Computerfieber

Computerfieber ist eine TV-Dokumentation aus dem Jahr 1984, welche die Frühzeit der Heimcomputerwelle in den Blick nimmt. Der erste Eindruck ist ein gewaltiger Sturm der Nostalgie: Kaufhauskinder, die ihre Zeit nach der Schule an den Demorechnern verbringen. Frühe Computernerds. Zockerkinder. Bärtige Programmierer. Daddelnde Kinder in Großaufnahme. Und zwischendurch natürlich immer wieder die flimmernden Sprites der Commodores.

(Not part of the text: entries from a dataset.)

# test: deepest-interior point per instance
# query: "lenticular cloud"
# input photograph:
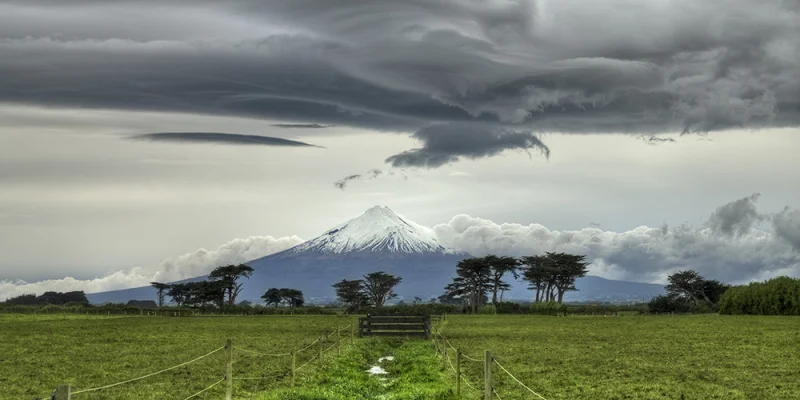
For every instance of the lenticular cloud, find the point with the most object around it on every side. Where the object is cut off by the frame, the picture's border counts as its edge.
(643, 67)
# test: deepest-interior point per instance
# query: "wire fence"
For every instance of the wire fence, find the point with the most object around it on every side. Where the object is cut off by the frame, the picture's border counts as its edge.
(442, 344)
(65, 392)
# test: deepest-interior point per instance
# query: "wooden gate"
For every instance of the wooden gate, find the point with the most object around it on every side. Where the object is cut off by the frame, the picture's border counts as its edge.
(395, 325)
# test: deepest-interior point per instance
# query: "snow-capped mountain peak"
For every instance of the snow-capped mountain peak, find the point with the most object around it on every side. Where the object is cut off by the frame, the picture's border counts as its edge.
(378, 230)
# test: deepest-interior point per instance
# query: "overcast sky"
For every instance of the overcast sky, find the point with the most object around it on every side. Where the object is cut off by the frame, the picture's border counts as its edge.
(132, 135)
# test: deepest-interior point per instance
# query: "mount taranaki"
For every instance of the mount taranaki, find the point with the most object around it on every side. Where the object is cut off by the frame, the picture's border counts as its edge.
(380, 240)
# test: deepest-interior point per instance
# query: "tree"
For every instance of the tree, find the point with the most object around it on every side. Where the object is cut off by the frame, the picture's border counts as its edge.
(537, 271)
(568, 267)
(472, 283)
(178, 292)
(202, 293)
(229, 275)
(499, 267)
(553, 274)
(691, 286)
(351, 294)
(161, 288)
(149, 304)
(292, 297)
(379, 287)
(272, 296)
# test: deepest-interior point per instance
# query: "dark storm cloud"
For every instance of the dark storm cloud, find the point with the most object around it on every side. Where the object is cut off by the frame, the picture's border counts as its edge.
(220, 138)
(655, 141)
(736, 218)
(553, 66)
(308, 126)
(787, 226)
(446, 143)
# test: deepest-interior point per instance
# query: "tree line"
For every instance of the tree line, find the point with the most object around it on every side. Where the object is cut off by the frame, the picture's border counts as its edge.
(550, 275)
(373, 291)
(221, 289)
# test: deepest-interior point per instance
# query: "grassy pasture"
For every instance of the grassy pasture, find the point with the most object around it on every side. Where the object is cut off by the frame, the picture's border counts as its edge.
(635, 357)
(36, 356)
(629, 357)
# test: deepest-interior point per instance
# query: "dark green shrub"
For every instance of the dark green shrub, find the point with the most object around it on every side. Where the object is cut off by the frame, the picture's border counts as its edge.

Schaut man die Dokumentation hingegen mit den Augen eines Historikers, dann treten noch einige weitere höchst interessante Aspekte in den Vordergrund: Es zeigt sich, dass das Fernsehen auch vor dem Siegeszug der Privatsender nicht unbedingt fairer berichtet hat. Der Stil der Doku unterscheidet sich natürlich deutlich von heutigen Produktionen, er ist deutlich ruhiger als man es mittlerweile gewöhnt ist, aber der Reporter versucht alles ihm mögliche, um seine Gesprächspartner schlecht dastehen zu lassen. Gerade den Nerds merkt man die Unbehaglichkeit angesichts von Fragen wie "Hast du eigentlich eine Freundin?" oder "Ist das nicht einsam hier so ganz alleine nur mit dem Computer?" deutlich an. Wer sich also nach dem "guten, alten Journalismus" in der Zeit vor dem Quotendruck sehnt, dürfte gut überrascht werden. Das Interessanteste war für mich aber dieses Ambivalente, was in der Dokumentation mit schwinkt: Die Zeitgenossen wissen irgendwie, dass Computer die Zukunft sind, gleichzeitig sind sie eine fremde Welt, die noch unbekannt ist und von der man gleichzeitig fasziniert und bedroht ist. Tolle neue Möglichkeiten drohen alte Arbeitsplätze zu vernichten. Der soziale Zerfall wird befürchtet. Computerspielen wird ein gehöriges Suchtpotenzial zugeschrieben. Die totale Überwachung durch Computer wird befürchtet. Und es wird die auch heute noch diskutierte Frage nach der Gewalt in Computerspielen angesprochen. Das war für mich das vielleicht Überraschenste: Wir scheinen seit über 25 Jahren die immer gleichen Diskussionen zu führen.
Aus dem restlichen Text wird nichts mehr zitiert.